Against Swansea and Manchester United, the opposition set up exactly how I thought they would. It shouldn’t have come as any surprise to Liverpool, yet Daniel Sturridge looked completely lost. When he was pressing no one else was. Then he would drop off when the two behind him were trying to press. Neil Atkinson has referenced on a couple of Anfield Wrap shows that in the ground he could see Coutinho pointing at other players and saying to the manager and his staff: “Where do you want me?”
It seems that either Liverpool are laying down great plans and the players don’t know how to execute them, or the coaching staff are maybe not preparing them correctly pre-game when it comes to a plan without the ball. I think there is some confusion in the side in recent games and that’s causing Liverpool to sit deeper than the manager would ideally want. In turn, that is then affecting the team with the ball.
If you think back to some of Liverpool’s best performances in recent history, Real Madrid in 2009, or even Manchester City last season, I don’t think of us rolling the ball out from the back and being like a Pep Guardiola side. I remember us being full of high intensity and being 100 miles an hour, winning the ball back quickly in the middle of the pitch and being quite direct, springing attacks and taking advantage of space.
Liverpool as a club has seemed like one that if it’s great without the ball, it’s great with it. It’s been the club’s identity for a long time. That hasn’t been the case in recent games.
It can be difficult to get over your plans to a dressing room at times. What we can say with some certainty is that Brendan Rodgers didn’t turn to his team before Manchester United and say let’s give them 60-70 per cent possession of the ball. He will have wanted them to press and be on the front foot.

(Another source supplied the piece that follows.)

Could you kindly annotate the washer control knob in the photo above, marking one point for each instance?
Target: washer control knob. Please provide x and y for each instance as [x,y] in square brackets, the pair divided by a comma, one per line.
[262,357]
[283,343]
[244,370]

But if you want that, you have to sit in a team meeting and say ‘you three up front, this is how you press’. They are then backed up by the midfield but the plan also needs explaining to the wing backs and the back three. If the attacking players are pressing high and aggressively up the pitch, is the plan to go one v one at the back? Are you accepting that if the opposition beat the press you are exposed and relying on recovery runs from midfielders?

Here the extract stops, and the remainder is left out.